3 Replies Latest reply on Mar 15, 2017 10:01 AM by Tom W

    Extracting dates from inconsistent URL strings

    Louis Nicholson

      Hi,

       

      I'm working on building different views and Filters for Search URLs and Page Views (it's Google Analytics Page Data).

       

      Attached is a packaged workbook which shows the type of URLs I'm working with (where I pull in everything starting with "search"), and what I've built so far (I've built a Filter for Destination and one for Date - which picks up "main_date:" in the URL and I've built a Calculated Field which references what to show it as).

       

      But what I really want to do is build a Filter which also picks up "date:during|" in the URL and then extracts any of the dates immediately after.

       

      The difference between "main_date:" and "date:during|" is that main date picks up YYYY-MM in the same format (so it's easy to predict and account for), but "date:during|" picks up YYYY-MM-DD (not always in a double digit format for Days).

       

      There are several problems with this URL data:

       

      1) "date:during|" does not appear in every URL and in some, appears multiple times (the multiple options reflect multiple choices for departure dates - i.e. "main_date" is just one YYYY-MM but "date:during|" can return multiple records

      2) The formatting of this URL data is not always consistent

      3) The positioning of "date:during|" changes between URLs - dependent upon other Search URLs/configurations

       

      What I want to achieve is to pull out any instances of "date:during|" and then extract the dates immediately thereafter (but just the dates and nothing else). For multiple entries of "date:during|" I'd be happy to count each instance (i.e. for the same URL, each "date:during|" can equate one Page View).

       

      Once I've got these dates and the number of times search combinations occurred, I could set up some kind of visualisation which shows search patterns for each website and market etc. etc.

       

      Does anyone have any thoughts on how to go about building the Calculated Fields for this?

       

      I'd usually be more comfortable cleaning the URL data and building in Excel, but this is something I need to automate and so ideally, Tableau will be the way forward.

       

      Many thanks

        • 1. Re: Extracting dates from inconsistent URL strings
          Tom W

          So I'm not entirely sure if I've captured what you need help with, so I'm going to start with a small piece.

           

          You can extract the date which follows date:during in the string as follows:

          Note that I've created a number of calculated fields here to help reduce repetition and make it a bit easier to follow:

           

          DtDuringStart = FIND([pagePath],"date:during|")+12

           

          DtDuringLength =

          IF FIND([pagePath],"&",[DtDuringStart])=0

              then

                  //There's no & in the string after 'date:during', which means we should take the rest of the string.

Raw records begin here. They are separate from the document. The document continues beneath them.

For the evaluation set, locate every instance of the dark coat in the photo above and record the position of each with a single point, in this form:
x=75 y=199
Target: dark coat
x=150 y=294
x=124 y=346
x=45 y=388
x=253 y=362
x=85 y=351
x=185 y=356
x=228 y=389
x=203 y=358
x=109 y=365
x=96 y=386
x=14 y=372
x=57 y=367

                  //20 characters is probably overkill but I had to pick something

                  20

          else

                  //Found an &, calculate the dynamic length of the date based on the starting position and the &

          FIND([pagePath],"&",[DtDuringStart])-[DtDuringStart]

          end

           

          DtDuringExtract = IF FIND([pagePath],"date:during|")>0 then MID([pagePath],[DtDuringStart],[DtDuringLength]) end

           

           

          If you pull DtDuringExtract into your report now you'll see you have a number of different values coming through i.e. 2017-04, 2017-04-1, 2017-04-10

           

          Using DATEPARSE the only one which is a problem is the 2017-04, all those other dates can be treated the same regardless of the 1 or 2 digit day.

           

          This calc will parse out the date for you:

           

          IF len([DtDuringExtract])=7 THEN

              //Len 7, i.e. 2017-04

              DATEPARSE("yyyy-MM",[DtDuringExtract])

          ELSE

              DATEPARSE("yyyy-MM-dd",[DtDuringExtract])

          END

           

           

          The only other thing worth mentioning is you did state there can sometimes be multiple Date During instances in the same row. This example will only parse out the first one. If you need the second one, it gets tricky. You would either need a second set of calcs to parse out 'second date during', but that makes it pretty useless for analysis unless you specifically want to look at second date during versus first.

          1 of 1 people found this helpful
          • 2. Re: Extracting dates from inconsistent URL strings
            Louis Nicholson

            Hi Tom,

             

            Thank you for your help on this. I can confirm that this is exactly what I'm after in terms of displaying search dates.

             

            I'm going to play with these calculations for a bit and see what visualisations I can conjure up, but I just want to say a big thanks for those calculations - I think it's the start I need in pulling together what I need.

             

            Many thanks,

             

            Louis

            • 3. Re: Extracting dates from inconsistent URL strings
              Tom W

              No problems! Please mark the answer as correct in order to close the thread.